There is only one school left in the French Quarter. I love it; a place just feels better when you can walk around and see kids playing at recess or goofing around waiting for the bus. I am wondering how long it will take before we reach the tipping point, where it wouldn’t make economic sense not to turn it into condos. That’s how the money-made world works: everything you love will continue to exist, until the economic situation changes to the point where a lot of money could be made by destroying it. Everything has a price, and we all just have to hope that the things we care about don’t end up as “underperforming assets” failing to reach their “maximum potential.”

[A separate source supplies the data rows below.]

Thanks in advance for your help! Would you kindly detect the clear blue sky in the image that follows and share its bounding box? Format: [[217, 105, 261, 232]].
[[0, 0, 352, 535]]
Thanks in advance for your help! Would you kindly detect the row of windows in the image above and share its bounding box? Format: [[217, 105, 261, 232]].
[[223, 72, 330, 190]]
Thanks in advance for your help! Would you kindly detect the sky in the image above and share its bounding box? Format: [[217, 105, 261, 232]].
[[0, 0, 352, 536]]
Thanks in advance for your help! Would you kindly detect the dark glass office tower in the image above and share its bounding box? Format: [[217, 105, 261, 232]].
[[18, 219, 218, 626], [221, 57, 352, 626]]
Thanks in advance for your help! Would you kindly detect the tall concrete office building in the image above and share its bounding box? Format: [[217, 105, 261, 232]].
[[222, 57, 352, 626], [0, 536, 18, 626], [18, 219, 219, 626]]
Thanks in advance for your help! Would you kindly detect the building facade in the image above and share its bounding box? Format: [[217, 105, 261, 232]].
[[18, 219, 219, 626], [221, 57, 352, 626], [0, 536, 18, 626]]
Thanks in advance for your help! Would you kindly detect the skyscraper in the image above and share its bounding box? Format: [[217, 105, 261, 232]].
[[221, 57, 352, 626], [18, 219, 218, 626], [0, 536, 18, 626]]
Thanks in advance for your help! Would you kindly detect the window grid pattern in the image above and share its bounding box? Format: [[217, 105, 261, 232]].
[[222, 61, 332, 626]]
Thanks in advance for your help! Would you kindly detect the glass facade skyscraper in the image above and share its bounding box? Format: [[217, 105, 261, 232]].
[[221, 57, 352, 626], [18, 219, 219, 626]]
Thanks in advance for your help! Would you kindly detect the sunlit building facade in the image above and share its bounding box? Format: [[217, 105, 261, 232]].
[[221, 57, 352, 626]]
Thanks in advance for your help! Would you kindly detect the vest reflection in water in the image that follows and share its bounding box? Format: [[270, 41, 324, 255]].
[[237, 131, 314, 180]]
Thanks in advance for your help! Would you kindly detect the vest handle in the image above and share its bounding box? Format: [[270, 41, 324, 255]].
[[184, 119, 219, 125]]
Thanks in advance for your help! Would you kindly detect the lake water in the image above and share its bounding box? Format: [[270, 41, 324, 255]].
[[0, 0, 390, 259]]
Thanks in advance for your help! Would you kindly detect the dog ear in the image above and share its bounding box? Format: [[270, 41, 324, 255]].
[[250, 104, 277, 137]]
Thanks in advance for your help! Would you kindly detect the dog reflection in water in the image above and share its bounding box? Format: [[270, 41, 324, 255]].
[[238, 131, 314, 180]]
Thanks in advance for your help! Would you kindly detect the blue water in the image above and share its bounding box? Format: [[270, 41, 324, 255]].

I hate how helpless I feel in a world where the free market determines the course of development. If there’s money to be made by turning every unit around me into short-term rentals, well, sucks to be me. If our historic block of wooden houses could be better monetized by sticking in one of the cookie-cutter structures seen popping up next to every highway in America, then it’s going to happen no matter what. The residents may want to keep a neighborhood’s historic character (and my impression is that, if Bywater residents could vote, they would overwhelmingly support requiring new structures to fit in seamlessly with the old ones). But they don’t decide; money decides. The money-made world is a depressing one: your fate is in the hands of people much wealthier than you, and they are choosing to build lonely, isolating places that will make all of us feel more depressed. Advocates for gentrification and development often remind us that “cities change,” that all things must pass. But, first, it matters which changes we choose to make, and whether those changes make life better or make it miserable, with neighborhoods becoming bland and lifeless. And second, it matters how changes are decided upon, whether people will decide for themselves what they want, or whether they will live in a dictatorship of the market, where the power of money is supreme.